Background: This study aimed to investigate the incidence of perioperative myocardial infarction/injury (PMI) and mortality and to identify associated risk factors, in patients undergoing surgical treatment for proximal femur fractures (PFFs).
Methods: We performed a post hoc analysis of a prospective cohort study and included consecutive patients undergoing surgery for PFFs (femoral neck, intertrochanteric, or subtrochanteric fractures) at a tertiary center between 2014 and 2018. All patients underwent systematic PMI screening using serial high-sensitivity cardiac troponin T measurements. The primary outcomes were incidence of PMI and all-cause mortality at 1 year. Univariable logistic regression identified risk factors for PMI and mortality.

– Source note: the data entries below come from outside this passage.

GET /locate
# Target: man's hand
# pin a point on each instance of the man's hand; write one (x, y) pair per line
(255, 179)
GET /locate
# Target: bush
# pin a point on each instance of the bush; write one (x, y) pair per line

Results: Among 348 patients, 23% developed PMI. PMI incidence did not differ significantly between arthroplasty and osteosynthesis groups (22.0% vs. 24.0%, p = 0.7). A history of myocardial infarction and hypertension was associated with increased PMI risk. One-year mortality was 17.8% overall and higher in patients with PMI compared with those without (27.5% vs. 14.9%, p = 0.013). Significant risk factors for 1-year mortality included low body mass index, history of atrial fibrillation, low preoperative hemoglobin, and higher anesthesiologists class. No associations were found between PMI or mortality and fracture type, implant type, use of bone cement, or anesthesia type.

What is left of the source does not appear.